Les rayons du soleil du mois de Mars pointèrent le bout de leur nez à travers les rideaux de la chambre de Narcissa. Elle était ravie d'être réveillée de cette façon. Elle se prépara toute seule, agréablement surprise de sa propre bonne humeur. Karen arriva trop tard dans sa chambre, elle était déjà prête lorsqu'elle arriva. C'était aussi le cas pour Bella et Cassy. Cela désimpointa Karen qui était un peu perdue face à cette situation quelque peu inouïe. À 8 heure, elles étaient toutes prêtes, attendant leur parent pour leur dire au revoir. Une fois fait, elles se mirent en route pour la Colline des Embrumes. Narcissa et Bellatrix portaient leurs petits sacs à main. C'était aussi le cas pour Cassiopée et Karen. Elles avaient toute les deux, un petit sac magique qu'elles avaient doté du sortilège d'extension afin de ranger toutes les autres affaires. Cette petite troupe marchait assez gaiement et arriva comme prévue un peu en avance au point de rendez-vous indiqué. Sous le Merlin's Tree se trouvait un cadre à moitié brûlé et cassé, il s'agissait sûrement du portoloin. Quelques minutes plus tard un autre petit groupe arriva. Une rouquine, un blondinet et un brun. Elles comprirent immédiatement qu'il s'agissait des Prewett: Molly, Fabian et Gideon Prewett. Bellatrix se décomposa. Elle s'attendait à ce qu'il y ait des sangs purs, mais des sangs-purs fiables, des anciens Serpentards en soi. Voir les Prewett, une famille qui ne cachait pas sa sympathie pour les moldus fit tourner son sang et elle se dit que cette semaine allait être moins agréable qu'elle ne l'avait penser. Lorsqu'ils furent réellement proche, on pouvait distinguer chez eux le même sentiment de désillusion profond.
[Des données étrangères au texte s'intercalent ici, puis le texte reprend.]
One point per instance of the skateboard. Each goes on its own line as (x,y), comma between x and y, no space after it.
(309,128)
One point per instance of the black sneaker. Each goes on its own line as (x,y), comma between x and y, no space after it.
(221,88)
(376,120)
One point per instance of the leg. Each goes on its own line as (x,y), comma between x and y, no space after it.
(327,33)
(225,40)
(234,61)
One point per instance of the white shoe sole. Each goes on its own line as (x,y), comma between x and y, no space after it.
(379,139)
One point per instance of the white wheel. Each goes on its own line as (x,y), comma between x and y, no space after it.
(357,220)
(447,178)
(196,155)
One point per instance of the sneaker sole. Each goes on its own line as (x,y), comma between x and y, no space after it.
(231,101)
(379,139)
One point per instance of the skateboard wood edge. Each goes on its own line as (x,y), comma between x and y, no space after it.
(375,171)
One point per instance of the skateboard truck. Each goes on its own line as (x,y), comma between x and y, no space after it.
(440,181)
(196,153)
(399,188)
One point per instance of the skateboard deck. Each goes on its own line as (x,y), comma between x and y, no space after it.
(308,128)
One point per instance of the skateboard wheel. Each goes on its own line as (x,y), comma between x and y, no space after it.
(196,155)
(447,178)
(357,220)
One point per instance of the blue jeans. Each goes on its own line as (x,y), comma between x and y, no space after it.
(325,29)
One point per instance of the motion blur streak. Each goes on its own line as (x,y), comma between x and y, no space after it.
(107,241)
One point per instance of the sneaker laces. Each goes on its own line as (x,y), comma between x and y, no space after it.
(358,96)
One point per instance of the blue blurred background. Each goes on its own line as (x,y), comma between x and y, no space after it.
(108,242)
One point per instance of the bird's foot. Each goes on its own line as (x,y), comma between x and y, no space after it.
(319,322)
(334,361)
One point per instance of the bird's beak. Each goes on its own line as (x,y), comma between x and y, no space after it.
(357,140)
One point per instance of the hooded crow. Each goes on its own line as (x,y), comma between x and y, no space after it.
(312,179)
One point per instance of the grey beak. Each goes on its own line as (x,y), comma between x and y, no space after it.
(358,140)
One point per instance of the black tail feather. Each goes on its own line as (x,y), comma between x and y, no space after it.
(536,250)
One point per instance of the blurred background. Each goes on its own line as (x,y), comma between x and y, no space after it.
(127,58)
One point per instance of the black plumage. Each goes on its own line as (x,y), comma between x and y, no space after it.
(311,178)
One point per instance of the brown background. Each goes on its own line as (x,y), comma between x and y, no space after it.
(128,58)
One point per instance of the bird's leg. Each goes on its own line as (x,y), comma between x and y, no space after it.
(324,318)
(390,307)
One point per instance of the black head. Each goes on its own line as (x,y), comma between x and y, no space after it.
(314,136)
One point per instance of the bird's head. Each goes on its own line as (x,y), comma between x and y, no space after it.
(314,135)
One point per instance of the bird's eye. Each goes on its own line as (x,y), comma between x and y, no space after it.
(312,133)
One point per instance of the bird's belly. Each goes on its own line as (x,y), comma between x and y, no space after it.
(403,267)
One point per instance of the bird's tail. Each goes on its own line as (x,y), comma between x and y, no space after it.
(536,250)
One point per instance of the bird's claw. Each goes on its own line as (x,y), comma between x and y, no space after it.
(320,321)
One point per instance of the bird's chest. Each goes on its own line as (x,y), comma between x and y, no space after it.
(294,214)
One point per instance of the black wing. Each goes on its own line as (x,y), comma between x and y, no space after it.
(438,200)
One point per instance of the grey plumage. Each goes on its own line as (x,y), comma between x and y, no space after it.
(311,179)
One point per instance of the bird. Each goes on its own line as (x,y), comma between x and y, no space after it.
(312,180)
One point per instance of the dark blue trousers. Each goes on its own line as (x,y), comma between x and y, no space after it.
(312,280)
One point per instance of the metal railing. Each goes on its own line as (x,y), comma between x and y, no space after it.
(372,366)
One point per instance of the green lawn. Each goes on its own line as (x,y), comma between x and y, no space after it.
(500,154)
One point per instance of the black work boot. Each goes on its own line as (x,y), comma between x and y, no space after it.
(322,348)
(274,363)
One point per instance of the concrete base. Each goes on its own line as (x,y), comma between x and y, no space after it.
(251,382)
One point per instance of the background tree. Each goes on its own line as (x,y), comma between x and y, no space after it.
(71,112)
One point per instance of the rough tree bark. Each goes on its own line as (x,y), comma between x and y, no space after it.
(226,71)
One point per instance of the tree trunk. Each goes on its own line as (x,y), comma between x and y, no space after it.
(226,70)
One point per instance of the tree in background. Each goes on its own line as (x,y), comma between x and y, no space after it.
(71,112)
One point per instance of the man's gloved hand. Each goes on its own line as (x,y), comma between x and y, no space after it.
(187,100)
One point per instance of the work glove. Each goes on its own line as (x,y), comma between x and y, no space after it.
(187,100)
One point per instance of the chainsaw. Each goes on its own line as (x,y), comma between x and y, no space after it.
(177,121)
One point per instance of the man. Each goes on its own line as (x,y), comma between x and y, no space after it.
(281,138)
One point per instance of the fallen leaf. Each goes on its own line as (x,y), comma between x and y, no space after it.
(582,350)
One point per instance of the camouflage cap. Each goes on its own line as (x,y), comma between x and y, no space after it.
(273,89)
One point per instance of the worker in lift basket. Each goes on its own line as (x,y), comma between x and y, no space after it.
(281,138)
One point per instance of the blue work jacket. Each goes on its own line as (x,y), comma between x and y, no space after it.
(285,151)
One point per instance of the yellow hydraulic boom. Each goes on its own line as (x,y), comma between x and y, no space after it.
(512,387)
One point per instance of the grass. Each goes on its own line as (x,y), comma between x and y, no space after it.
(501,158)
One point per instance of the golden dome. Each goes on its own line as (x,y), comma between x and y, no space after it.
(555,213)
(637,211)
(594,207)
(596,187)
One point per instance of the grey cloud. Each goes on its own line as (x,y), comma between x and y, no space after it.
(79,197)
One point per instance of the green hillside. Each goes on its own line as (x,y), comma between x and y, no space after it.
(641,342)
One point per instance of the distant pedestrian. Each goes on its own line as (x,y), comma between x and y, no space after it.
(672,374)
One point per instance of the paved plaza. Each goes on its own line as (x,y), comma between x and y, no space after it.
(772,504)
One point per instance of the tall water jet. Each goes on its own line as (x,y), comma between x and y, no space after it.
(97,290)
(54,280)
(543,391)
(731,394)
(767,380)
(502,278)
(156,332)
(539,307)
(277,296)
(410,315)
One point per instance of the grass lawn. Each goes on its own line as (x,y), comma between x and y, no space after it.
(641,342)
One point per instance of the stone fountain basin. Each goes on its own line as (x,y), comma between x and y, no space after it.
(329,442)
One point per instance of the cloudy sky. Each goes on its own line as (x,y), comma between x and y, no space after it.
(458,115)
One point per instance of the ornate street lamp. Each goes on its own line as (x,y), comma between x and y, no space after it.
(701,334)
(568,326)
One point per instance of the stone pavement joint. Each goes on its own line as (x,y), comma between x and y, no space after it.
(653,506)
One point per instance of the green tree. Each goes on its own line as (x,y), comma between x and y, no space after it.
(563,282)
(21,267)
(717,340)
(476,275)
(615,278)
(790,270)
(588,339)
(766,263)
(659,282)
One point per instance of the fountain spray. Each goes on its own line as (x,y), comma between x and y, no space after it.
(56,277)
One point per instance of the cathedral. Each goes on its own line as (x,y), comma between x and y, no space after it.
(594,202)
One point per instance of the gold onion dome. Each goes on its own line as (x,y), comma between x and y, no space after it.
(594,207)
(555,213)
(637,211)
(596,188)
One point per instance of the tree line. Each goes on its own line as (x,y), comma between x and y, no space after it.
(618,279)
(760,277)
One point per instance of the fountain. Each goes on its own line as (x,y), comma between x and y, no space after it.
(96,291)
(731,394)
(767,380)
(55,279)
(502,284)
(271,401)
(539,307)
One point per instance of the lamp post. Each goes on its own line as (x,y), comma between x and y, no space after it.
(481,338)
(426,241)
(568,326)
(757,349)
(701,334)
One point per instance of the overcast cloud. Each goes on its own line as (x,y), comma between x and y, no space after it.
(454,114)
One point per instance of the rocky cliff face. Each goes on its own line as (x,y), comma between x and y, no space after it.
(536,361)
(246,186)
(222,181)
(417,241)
C'est Cassiopée, égale à elle même, qui cassa le froid qui commençait à s'instaurer.
- Les Prewett, c'est bien cela ? Excusez-moi on a dû faire un bout de scolarité ensemble mais je suis partie un moment et vos prénoms ne me reviennent, déclara-t-elle, avenante.
- Nous sommes bien les Prewett, voici mon frère Gideon, ma soeur Molly et je m'appelle Fabian, annonça poliment le blond.
- Enchantée ! commenta-t-elle gaiement. Vous devez probablement connaître mes cousines, Bellatrix et Narcissa.
- En effet, affirma Gideon, étant visiblement en train de faire un bataille de regard noir avec Bellatrix.
- Je suis Cassiopée Black, mais vous pouvez m'appeler Cassy, continua la jeune fille, ne prenant pas en compte le climat tendu de la situation.
Molly et Fabian lui sourirent poliment mais, pendant les quinze minutes suivantes, plus aucuns mots ne sortis de la bouche de qui que ce soit.
Soudain quelqu'un transplana derrière l'arbre. Un homme grand et imposant arriva, sourire aux lèvres même s'il se rendit tout de suite compte d l'atmosphère tendue.
- Vous êtes tous là ?
Il inspecta une liste de nom qu'il avait sortit de sa poche et observait un par un les participants, s'arrêtant vaguement sur Karen. Cassiopée lui expliqua la raison de sa présence et le sorcier passa rapidement à autre chose.
- Bien je suis Albert Bulstrode, je vous amène au camp. Allons approchez autour du cadre. Il nous reste une minute, déclara-t-il rapidement et sobrement.
Cassiopée se plaça entre Molly et Narcissa et Monsieur Bulstrode entre Karen et Fabian. Ils touchèrent tous une partie de l'objet. Et enfin, ils transplanèrent tous.